Let’s go ahead now and create our three dimensions tables called ‘Customers’, ‘Products’ and ‘SalesPerson’. We have imported this data into Power BI and called it ‘Sales Data’. To create our dimensions tables we will simply duplicate the ‘Sales Data’ table. We will explain the Customers Dimensions table in detail.

Rename the duplicated table to ‘Customers’. Select the three columns called ‘CUSTOMERCODE’, ‘CUSTOMERNAME’ ‘CUSTOMERGROUPNAME’ and select remove other columns.

What remains is a table with our three columns. We need to have a unique record of our customers. Let’s remove all duplicates from our ‘CUSTOMERCODE’ column.

The data that remains is a unique set of our customers.

We followed the same process as above for the ‘Products’ and ‘SalesPerson’ table.

Products table:

SalesPerson table:

Note: 

Each dimension table should contain a key column. This column should be unique per each row in the dimension table. This column will be the primary key of this table and will be used in the fact table as a relationship. 

We are now moving on to our Facts Table.

Facts Table

We need to remove the unwanted columns in our facts table. These are the columns that are contained in our dimensions table. We do , however, need to keep a Unique Key for each dimensions table in the facts table. As mentioned when developing the dimensions table, this column is used to link the facts and dimensions table. The three columns that we are keeping is ‘CUSTOMERCODE’, ‘ITEMCODE’ and ‘SALESPERSONID’.

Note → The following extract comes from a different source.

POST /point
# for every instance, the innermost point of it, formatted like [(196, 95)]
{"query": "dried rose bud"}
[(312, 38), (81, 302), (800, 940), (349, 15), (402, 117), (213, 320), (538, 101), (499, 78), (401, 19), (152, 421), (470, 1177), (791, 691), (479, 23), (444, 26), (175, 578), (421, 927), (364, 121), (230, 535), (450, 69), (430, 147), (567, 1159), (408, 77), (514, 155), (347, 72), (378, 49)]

What remains is the table as shown below. We have our sales data and the three unique columns that will form the link between our facts and dimensions tables.

Let’s have a look at our data model.

What we notice here is that our Star Schema was set up perfectly. We have one-to-many relationships between each dimension table and our facts table. The filtering direction is also from our dimension to our facts table. The filtering direction shows us that we will filter our facts table from our dimensions tables.

Top tips for our Star Schema

Dimensions tables are unique

Your dimensions table will be a set of unique records for each row. No duplicates are allowed in these tables.

Facts tables should contain all records

The facts table should contain all of your original data. In contrast to the dimensions table, the facts table may contain multiple records.

Unique keys

The facts and dimensions tables are connected through unique keys. Make sure that these keys are logical and as far as possible numeric values.

One-to-many relationship

When the tables are set up correctly the relationship between your facts and dimension table will be a one-to-many relationship. The one side will be the dimension table and the many side will be the facts table.

Relationship direction

The relationship direction will flow from the dimension to the facts table.

Multiple Facts tables

Note:

The dimensions and facts table is not set by a property in Power BI, rather determined by the data modeller and how the data relationships. The relationships of your model set the filter propagation path between two tables as well as the Cardinality property of the relationship which determines your table type. There can be a “one-to-many” or a many-to-one” relationship between your tables. The dimensions table is always on one side of the relationship and your facts table is always on the many side of your relationship.